Performance Evaluation of Speech Recognition System Using Conventional and Hybrid Features and Hidden Markov Model Classifier
Abstract
Extracting the auditory information from speech signal is considered a
computationally demanding task. However, past researches in mathematics,
acoustics, and speech technology have provided many methods for signal processing
and modeling. Although, all methods have their strengths and weaknesses, but they
remain a serious attempt towards speech recognition system.

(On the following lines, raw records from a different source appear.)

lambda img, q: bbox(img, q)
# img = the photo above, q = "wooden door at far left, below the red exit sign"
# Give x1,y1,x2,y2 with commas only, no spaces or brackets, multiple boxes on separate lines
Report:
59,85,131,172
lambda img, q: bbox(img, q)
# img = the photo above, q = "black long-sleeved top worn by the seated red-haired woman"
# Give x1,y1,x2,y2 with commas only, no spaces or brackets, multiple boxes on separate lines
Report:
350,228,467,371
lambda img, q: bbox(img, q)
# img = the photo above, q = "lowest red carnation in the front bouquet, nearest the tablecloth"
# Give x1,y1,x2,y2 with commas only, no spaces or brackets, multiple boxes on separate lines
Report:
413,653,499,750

Using multivariate statistical machine learning (Hidden Markov Model), this
work investigates the performance of selected conventional and new hybrid feature
extraction algorithms in both clean and noisy environments. The resultant
conventional features include MFCC, LPCC, PLP, and RASTA-PLP, while the new
hybrid features include LPR, MLP, MLR, and MPR. The whole speech system was
designed using MATLAB software, and evaluated using isolated-word human voice
corpus (TIDIGITS). This data set are consists of eleven words (zero to nine and the
letter O), sampled at 8-kHz and digitalized with a resolution of 16 bit, recorded from 208 different adult speakers (men & women), each person uttered each word two
times.
Giving a dependency in multi-dimensions through transition probabilities
organized in a Markov mesh, HMMs Pattern matching technique considers the
observations statistically dependent on neighboring observations as shown; In
training session HMM, generates several reference models and stored in for later use.
With a statistical model in hand, we can perform several important tasks related to
speech recognition. In testing session, statistical models were applied to find the
highest probability that helps to generate the decision in order to recognize the
unknown word. Consequently, training models are derived in to evaluate the
behavior of the proposal speech recognition system based on WER scale, and all the
results are compared with some ready published models.
The results showed that the acoustic signals extracted using LPC and LPR
algorithms are given the best recognition rate at 99.9949% and 99.9733% in quite
condition, while in noisy condition, RASTA-PLP algorithm was provides the best
recognition rate by 98.9999%, 98.7945%, 94.7672, and 93.9809% at 30, 20, 10, 5db
respectively. As far as the validity of the commonly used models is concerned, the
comparison to the measurements reveals that the applicability of those models for
the studied environment is still debatable. The main technical contribution of this
research is a way of estimating the parameters of new four hybrid feature extraction
algorithms comparing with conventional features. So, this research can serve as a
useful reference for the engineers to design ASR applications.